Louis King and some of the boys ran the fire trap to the lot on the corner, intending as public spirited citizens, to secure an eligible place for that crazy institution (King was afterwards Chief of the Volunteer Fire Department). While the panic was at its height someone suggested that lots might be taken on the north face of the park, and the greedy speculators turned their efforts and attention to that as yet unoccupied quarter. One thoughtful dignified citizen asked if Leighton's pump did not by virtue of its location, constitute in his behalf possessory right to the 'lot' on which it stood, and being informed with intelligent promptitude that it did not, exhausted himself in an effort to loosen with his hands the screws that held it in place. Others strove to move the wagons packed on the reserve; the air was full of hush imprecations, for fear Basinski or somebody would learn what was up. Chris Hehli, after jumping on all that he thought he could hold, ran to George Reitz to waken him to catch on to some others; Jim Coleman was promised, if he would keep quiet, that he should have one. Sam O'Connell got two very advantageously situated opposite his hotel. Mr. Wilson of Helena, true as ever to the land grabbing instincts of that constituency, lit out from the hotel and gobbled a couple of lots and then, as a friend, returned and woke up Kennedy and told him of the chance to make his fortune. It is said, and on good authority, that Kennedy and Cotter and Flick stayed not upon the order of their going but went at once; Flick is reported to have been a spectacle.
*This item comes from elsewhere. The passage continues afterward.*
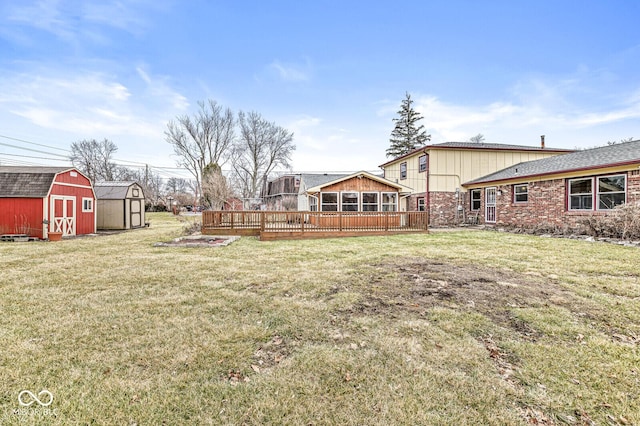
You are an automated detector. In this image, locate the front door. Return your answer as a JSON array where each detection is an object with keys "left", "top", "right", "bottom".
[
  {"left": 484, "top": 187, "right": 496, "bottom": 223},
  {"left": 49, "top": 196, "right": 76, "bottom": 236}
]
Such a stampede was never known, gamblers cashed in their checks, dealers stopped their games, thirsty men dropped their glasses and even men invited to take a drink stopped not for the seductions of liquor, but lit out for the woodpile to secure the appointments for a 'foundation'. W. B. Towne, the learned and distinguished clerk of the probate court, humped himself to secure a lot, and painted his name on it so there could be no possible mistake. Judge Walker, his chief, overborne by the crush, did not arrive upon the scene until too late to secure any territory other than that one near the bridge. During the panic, some fellow thoughtful of the past, asked if Basinski had a title. The answer was a cry ringing clear and encouragingly in the midnight air: 'Basinski be da--ed. We will hold these lots till Halifax freezes over.' The ground is covered with 'foundations' laid, and it is also covered with the corpses of baffled hopes. There is one souvenir, in battered form, who contested the right of Professor Bach to the corner lot north of the Inter-Ocean. He remarked, as he and the Professor were amicably adjusting the lines, that he would be 'goronged if he didn't hold that lot' but a quiet and impressive application of a beer glass on the side of his head, gently laid him low upon the breast of his mother earth. Take it all in all, the event shows the desire of our people to locate here permanently, and take up, as far as possible, advantageous tracts of land lying within our reach. In other words, the public spirited citizens of Miles City would walk off with anything they could get hold of, not even barring a government reserve, or a red hot stove."